4. A method for isolating the genomic sequence of the Opie transposon insertion site, characterized in that, Includes the following steps: a. Extract maize genomic DNA, break the DNA with a DNA-breaking enzyme, and obtain DNA fragments between 250 bp and 5 kb; b. The DNA fragment obtained in step a is ligated with adapter 1 and adapter 2 using DNA ligase to obtain a DNA fragment with adapters, which is then recovered using a kit. c. Perform PCR amplification on the recovered product from step b using Opie2-inner, Opie1-outer, Opie1-inner and adapter primers. Perform two rounds of PCR, first using Opie1-outer and adapter primers for 5 cycles, then adding Opie1-inner and Opie2-inner for 5 cycles. d. The amplification product from step c is recovered, quantified, and sequenced using an NGS sequencer. The sequencing results are then compared with the maize genome sequence to obtain the corresponding loci. Among them, Opie2-inner, Opie1-outer, Opie1-inner, adapter primer, adapter 1 and adapter 2 are from the kit used to isolate the genomic sequence of the Opie transposon insertion site; The kit for isolating the genomic sequence of the Opie transposon insertion site includes a primer combination for isolating the genomic sequence of the Opie transposon insertion site, and adapter 1 and adapter 2 with sequences as shown in SEQ ID NO:4 and 5, respectively. The primer combination includes specific primers for detecting Opie transposon sites in the maize genome and adapter primers with sequences as shown in SEQ ID NO:6; The specific primers include Opie1-inner, Opie1-outer, and Opie2-inner, and their sequences are shown in SEQ ID NO:1-3, respectively.

5. The method according to claim 4, characterized in that, The cleavage enzyme mentioned in step a is a DNA enzyme that recognizes 4-6 sticky ends of the sequence; the cleavage condition is incubation at 37°C for 1-5 hours.

6. The method according to claim 5, characterized in that, The interrupting enzyme mentioned in step a is an NlaIII restriction endonuclease.

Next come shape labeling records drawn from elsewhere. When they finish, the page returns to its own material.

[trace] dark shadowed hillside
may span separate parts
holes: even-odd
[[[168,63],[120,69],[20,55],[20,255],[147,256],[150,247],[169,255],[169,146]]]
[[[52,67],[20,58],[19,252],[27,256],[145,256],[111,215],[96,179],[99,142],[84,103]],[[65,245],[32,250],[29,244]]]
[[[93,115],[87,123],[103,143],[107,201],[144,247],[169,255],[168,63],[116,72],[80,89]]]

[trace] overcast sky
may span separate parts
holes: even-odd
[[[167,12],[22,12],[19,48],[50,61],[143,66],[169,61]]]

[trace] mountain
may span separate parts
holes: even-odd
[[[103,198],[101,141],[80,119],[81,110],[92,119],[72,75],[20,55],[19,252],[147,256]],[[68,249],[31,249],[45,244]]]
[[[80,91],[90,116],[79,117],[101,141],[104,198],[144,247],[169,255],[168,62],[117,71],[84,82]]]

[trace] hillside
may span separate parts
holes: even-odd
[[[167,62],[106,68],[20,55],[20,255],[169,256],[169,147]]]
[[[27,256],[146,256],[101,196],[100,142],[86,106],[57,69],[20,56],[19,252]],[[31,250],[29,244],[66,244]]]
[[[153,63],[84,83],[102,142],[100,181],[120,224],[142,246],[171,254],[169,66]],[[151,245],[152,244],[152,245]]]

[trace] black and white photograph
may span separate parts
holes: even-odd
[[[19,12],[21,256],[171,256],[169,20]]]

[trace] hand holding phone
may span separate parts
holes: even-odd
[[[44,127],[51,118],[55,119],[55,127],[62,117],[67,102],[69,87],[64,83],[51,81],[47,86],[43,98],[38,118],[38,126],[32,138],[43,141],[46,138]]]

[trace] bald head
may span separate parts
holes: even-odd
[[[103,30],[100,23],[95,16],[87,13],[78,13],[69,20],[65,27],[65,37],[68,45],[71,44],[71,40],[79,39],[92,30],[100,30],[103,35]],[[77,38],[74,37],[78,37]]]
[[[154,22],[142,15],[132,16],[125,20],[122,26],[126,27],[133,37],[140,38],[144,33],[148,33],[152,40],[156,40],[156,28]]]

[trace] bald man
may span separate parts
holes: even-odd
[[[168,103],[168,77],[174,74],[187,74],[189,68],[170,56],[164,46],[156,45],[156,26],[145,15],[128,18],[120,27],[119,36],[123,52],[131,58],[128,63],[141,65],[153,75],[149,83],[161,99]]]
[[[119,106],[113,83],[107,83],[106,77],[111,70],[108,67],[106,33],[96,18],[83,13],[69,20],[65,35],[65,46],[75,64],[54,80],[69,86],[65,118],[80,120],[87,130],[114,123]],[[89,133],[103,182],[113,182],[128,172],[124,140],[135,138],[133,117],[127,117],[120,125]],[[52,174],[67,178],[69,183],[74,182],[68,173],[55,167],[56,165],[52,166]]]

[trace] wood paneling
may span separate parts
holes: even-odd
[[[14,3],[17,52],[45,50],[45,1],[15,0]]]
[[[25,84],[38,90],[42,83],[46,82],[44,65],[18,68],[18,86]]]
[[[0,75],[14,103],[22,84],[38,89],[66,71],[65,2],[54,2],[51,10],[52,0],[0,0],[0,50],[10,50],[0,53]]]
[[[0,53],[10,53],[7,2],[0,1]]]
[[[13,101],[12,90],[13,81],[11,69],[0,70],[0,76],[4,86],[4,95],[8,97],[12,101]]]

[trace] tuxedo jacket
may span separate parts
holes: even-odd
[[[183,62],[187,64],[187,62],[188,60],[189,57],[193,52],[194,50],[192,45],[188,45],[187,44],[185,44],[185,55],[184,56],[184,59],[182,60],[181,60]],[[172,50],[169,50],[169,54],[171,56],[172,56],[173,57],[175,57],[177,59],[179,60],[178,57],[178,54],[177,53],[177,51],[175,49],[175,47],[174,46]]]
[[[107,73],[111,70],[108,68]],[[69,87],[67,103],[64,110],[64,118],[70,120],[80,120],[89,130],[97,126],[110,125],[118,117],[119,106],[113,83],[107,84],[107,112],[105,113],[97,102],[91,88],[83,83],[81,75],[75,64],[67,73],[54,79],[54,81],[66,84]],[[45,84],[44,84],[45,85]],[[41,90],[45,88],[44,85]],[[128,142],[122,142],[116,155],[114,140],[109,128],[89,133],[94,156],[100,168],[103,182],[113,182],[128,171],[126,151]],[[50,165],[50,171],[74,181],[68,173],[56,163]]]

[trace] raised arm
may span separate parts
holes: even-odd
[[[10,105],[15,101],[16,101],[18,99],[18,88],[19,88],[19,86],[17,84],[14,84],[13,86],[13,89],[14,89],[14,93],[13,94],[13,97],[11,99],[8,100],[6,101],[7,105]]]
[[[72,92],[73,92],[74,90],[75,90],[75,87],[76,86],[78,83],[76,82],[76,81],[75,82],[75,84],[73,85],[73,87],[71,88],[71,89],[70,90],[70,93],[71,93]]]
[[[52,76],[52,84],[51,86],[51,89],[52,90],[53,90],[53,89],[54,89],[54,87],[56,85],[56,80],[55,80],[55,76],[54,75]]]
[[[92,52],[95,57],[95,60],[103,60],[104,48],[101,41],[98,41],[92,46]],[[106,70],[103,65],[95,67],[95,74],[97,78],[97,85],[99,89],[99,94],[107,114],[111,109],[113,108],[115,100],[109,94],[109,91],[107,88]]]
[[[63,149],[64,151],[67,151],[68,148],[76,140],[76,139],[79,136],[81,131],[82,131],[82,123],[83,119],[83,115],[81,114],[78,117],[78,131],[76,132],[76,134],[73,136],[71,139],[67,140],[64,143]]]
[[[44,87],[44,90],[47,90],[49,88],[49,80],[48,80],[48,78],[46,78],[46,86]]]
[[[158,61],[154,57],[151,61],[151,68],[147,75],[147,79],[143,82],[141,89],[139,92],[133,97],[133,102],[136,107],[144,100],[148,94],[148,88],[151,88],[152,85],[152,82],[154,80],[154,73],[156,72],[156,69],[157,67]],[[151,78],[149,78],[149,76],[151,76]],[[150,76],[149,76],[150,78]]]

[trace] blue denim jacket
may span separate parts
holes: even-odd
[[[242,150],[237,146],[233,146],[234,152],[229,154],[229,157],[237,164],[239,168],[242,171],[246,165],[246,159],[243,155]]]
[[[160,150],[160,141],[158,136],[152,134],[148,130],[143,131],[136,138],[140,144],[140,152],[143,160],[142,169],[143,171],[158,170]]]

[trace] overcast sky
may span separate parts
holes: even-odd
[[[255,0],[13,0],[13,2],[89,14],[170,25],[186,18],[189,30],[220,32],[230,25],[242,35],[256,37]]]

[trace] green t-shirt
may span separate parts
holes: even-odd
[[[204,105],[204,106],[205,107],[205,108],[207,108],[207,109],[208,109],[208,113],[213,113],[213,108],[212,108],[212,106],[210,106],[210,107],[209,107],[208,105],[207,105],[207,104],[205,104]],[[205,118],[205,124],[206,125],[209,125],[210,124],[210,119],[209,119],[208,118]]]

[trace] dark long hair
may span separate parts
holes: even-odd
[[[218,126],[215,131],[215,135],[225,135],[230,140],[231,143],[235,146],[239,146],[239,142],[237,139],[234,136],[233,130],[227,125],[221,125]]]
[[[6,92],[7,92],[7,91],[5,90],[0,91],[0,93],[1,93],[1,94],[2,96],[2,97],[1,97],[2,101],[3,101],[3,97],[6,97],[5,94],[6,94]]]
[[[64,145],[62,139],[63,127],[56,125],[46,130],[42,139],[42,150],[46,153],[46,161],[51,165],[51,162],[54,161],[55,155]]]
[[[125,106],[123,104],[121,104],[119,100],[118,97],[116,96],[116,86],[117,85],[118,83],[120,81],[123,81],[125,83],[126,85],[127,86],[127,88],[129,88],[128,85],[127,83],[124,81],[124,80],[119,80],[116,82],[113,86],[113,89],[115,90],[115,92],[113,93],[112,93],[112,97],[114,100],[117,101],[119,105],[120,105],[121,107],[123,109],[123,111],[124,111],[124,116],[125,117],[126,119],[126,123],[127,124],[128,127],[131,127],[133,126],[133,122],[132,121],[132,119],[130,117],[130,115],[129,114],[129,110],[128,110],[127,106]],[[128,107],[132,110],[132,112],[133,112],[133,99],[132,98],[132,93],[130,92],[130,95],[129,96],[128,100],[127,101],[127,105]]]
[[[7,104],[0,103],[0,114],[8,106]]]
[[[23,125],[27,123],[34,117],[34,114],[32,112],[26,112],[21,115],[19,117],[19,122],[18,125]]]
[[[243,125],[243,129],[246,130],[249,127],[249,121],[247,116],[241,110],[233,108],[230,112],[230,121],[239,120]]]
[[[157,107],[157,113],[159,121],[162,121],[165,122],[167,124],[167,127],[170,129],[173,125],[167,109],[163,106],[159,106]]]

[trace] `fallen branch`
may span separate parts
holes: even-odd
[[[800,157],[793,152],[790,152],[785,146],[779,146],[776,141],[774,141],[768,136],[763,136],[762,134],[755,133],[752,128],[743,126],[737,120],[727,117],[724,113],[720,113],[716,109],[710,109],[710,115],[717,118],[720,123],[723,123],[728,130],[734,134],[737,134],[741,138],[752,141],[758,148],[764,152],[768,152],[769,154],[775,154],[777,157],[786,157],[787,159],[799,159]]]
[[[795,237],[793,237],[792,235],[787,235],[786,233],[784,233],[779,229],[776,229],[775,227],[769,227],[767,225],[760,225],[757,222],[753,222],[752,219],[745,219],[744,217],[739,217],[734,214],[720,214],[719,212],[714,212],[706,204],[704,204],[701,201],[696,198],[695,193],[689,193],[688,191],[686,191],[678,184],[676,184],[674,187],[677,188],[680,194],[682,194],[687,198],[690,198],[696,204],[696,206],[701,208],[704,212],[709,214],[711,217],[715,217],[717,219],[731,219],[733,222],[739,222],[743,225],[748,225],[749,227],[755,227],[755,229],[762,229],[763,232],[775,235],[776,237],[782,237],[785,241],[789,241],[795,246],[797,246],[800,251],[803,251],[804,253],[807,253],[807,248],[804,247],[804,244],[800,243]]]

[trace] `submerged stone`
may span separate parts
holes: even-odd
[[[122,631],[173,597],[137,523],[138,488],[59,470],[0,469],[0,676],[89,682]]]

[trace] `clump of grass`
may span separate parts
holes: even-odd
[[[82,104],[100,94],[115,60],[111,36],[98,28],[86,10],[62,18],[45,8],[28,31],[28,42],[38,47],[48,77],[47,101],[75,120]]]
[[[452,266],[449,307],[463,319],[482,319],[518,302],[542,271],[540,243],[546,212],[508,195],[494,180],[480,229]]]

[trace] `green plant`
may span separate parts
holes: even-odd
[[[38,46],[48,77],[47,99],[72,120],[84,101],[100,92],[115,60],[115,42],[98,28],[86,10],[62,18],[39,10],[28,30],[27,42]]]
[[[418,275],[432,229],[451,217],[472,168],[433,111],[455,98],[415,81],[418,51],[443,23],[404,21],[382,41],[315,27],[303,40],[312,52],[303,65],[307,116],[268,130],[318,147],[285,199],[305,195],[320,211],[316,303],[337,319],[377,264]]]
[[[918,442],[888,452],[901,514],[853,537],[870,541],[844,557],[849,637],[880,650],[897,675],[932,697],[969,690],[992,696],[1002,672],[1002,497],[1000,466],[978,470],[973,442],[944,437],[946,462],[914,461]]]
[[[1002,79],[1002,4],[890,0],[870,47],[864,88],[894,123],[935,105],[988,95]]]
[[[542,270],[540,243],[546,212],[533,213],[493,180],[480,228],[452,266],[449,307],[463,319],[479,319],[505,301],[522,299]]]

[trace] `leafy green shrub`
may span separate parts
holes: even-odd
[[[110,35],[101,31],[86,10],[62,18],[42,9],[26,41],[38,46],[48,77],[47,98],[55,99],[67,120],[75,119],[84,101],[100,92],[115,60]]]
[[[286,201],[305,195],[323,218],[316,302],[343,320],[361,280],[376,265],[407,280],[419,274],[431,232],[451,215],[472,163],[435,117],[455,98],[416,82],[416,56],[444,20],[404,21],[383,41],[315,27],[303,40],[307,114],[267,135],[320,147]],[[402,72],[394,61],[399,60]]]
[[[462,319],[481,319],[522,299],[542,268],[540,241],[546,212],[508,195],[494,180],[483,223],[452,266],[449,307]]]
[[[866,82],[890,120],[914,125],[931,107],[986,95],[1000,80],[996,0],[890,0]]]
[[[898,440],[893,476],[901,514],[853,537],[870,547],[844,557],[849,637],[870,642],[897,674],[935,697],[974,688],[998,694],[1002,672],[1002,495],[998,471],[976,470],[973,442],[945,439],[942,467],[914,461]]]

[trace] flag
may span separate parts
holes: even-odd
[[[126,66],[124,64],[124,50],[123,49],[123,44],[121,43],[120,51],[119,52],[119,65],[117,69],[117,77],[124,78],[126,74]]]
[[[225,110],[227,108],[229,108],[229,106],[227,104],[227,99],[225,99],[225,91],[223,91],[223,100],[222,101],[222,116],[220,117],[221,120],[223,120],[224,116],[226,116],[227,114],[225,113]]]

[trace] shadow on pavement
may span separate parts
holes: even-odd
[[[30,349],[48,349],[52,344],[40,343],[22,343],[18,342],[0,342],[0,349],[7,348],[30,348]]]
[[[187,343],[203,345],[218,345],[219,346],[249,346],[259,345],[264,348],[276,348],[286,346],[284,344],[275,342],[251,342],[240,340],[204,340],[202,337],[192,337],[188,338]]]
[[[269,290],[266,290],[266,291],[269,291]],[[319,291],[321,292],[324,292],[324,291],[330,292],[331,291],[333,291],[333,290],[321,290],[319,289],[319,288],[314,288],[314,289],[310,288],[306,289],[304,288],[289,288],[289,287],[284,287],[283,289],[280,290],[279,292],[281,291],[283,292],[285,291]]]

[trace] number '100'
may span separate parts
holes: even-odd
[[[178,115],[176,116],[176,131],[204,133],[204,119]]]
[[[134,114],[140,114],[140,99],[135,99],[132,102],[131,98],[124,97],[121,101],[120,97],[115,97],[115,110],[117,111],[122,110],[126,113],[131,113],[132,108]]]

7. The method according to claim 4, characterized in that, The DNA ligase mentioned in step b is T4 DNA ligase, and the ligation conditions are incubation at 25°C for 1-3 hours.

8. The method according to claim 4, characterized in that, In step b, the ratio of adapter 1, adapter 2, and DNA fragment is 10 pM: 10 pM: 50 ng.

9. The method according to any one of claims 4-8, characterized in that, In step d, magnetic beads are used to recover the amplification products.